Ernesto se quedó en silencio y miro hacia el suelo.

—No estoy seguro que pueda hacer esto.

—Vas a hacerlo, vas a ser un gran padre. Es solo que estás asustado, ya se te pasara.

El error de Elena fue invalidar los miedos de él. Si ella se hubiese tomado con mayor seriedad las palabras de Ernesto se habría dedicado a mostrarle a él lo sencillo que sería un segundo bebé, o las ventajas de tener más de un hijo. Pero Elena no lo hizo, en cambio su segundo embarazo resultó estar lleno de mayores dificultades. Vomitaba cada mañana, no tenía apetito, se veía con un aspecto enfermizo, más cansada, más sensible, más intolerante a la cercanía de Ernesto. Y él dejó de prepararle el café matutino porque eso le provocaba nauseas, no volvió a dejarle notas en el espejo porque después de que Elena vomitaba se metía a bañar y luego él lo hacía; y cuando iba a acostar a Leonardo se encontraba con que su esposa estaba dormida o de malhumor.

Elena no lo notó, pero ella terminó por alejarlo.

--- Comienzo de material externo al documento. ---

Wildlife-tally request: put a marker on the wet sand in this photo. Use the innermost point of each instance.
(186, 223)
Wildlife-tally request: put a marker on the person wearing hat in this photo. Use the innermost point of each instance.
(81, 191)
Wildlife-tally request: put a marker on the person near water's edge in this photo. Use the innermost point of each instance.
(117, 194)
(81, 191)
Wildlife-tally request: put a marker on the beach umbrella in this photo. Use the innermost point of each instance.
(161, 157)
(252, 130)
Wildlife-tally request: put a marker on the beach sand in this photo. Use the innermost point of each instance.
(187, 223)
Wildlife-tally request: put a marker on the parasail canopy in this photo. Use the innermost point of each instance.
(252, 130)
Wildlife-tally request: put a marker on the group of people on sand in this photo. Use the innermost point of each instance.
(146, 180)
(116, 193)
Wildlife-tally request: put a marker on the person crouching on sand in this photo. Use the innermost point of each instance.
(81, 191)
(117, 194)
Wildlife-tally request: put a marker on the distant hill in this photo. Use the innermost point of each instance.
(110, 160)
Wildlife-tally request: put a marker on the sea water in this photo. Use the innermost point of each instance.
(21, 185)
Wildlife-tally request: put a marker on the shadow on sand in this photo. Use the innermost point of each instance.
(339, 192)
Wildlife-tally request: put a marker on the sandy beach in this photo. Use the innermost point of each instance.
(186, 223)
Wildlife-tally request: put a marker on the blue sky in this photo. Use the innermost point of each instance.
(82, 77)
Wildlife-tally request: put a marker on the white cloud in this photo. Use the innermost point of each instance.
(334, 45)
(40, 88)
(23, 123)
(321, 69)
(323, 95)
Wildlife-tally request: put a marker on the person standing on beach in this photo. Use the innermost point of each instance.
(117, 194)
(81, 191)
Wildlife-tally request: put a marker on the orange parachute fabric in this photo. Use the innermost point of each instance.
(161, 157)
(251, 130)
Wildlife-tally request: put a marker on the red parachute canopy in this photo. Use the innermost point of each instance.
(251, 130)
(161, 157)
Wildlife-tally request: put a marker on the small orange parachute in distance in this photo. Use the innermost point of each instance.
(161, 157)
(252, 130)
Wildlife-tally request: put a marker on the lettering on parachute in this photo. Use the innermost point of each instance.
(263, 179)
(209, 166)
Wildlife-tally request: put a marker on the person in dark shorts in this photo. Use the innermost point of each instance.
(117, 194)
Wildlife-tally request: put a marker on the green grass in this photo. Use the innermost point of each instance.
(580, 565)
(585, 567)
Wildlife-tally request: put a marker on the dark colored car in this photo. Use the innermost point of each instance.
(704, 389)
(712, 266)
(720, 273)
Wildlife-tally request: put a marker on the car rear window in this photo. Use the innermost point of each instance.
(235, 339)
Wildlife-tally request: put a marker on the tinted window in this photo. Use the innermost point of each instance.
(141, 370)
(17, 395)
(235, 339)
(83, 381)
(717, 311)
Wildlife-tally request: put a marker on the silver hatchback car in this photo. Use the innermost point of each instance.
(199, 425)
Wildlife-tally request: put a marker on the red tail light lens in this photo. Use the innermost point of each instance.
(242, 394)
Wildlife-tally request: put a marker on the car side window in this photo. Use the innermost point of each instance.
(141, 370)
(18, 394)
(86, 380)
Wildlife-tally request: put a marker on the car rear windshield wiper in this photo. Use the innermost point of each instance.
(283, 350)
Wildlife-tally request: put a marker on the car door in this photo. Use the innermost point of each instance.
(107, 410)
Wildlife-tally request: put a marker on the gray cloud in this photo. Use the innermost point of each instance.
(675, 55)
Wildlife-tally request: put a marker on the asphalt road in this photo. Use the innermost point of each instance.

El día que Clare nació, Ernesto llegó al hospital corriendo, había salido a una comisión en otra ciudad y tuvo que tomar un vuelo para llegar aunque no lo hizo a tiempo, para cuando llegó le dijeron que su esposa estaba en recuperación, pero que podía ver a la niña desde el cristal.

Clare estaba despierta mirando hacia arriba con sus ojos abiertos y atentos. No se parecía a Elena, ni a Leonardo. Era idéntica a él. Le había heredado el color oscuro del cabello y los ojos verdes mezclados con gris. Puso la mano sobre el cristal viendo a la pequeña completamente embelezado por ella. Se quedó ahí casi una hora sólo observando al diminuto bebé, indefenso, pequeño, que ya tenía todo su amor y a quien deseaba darle todo su tiempo.

Pero no podía.

Porque si le daba todo a Clare, se quedaría sin nada para sí mismo. Y si dejaba de lado sus sueños entonces nunca podría darles la vida que se merecían. 

—¿Quiere cargarla? —preguntó una enfermera que lo había observado desde hacía un rato, él asintió. Su pequeño cuerpo ni siquiera pesaba, la niña hizo intento de llorar, pero la acunó y balanceó con cuidado como había hecho con Leonardo noche tras noche cuando era un recién nacido.

Y recordó aquellos días en que apenas podía dormir, tenía que estudiar y luego iba a trabajar y por la madrugada apenas pegaba el ojo atento a su pequeño. ¿Cómo sería capaz de trabajar si debía cuidar de su familia noche y día? ¿Cómo iba a darles la vida que quería para ellos?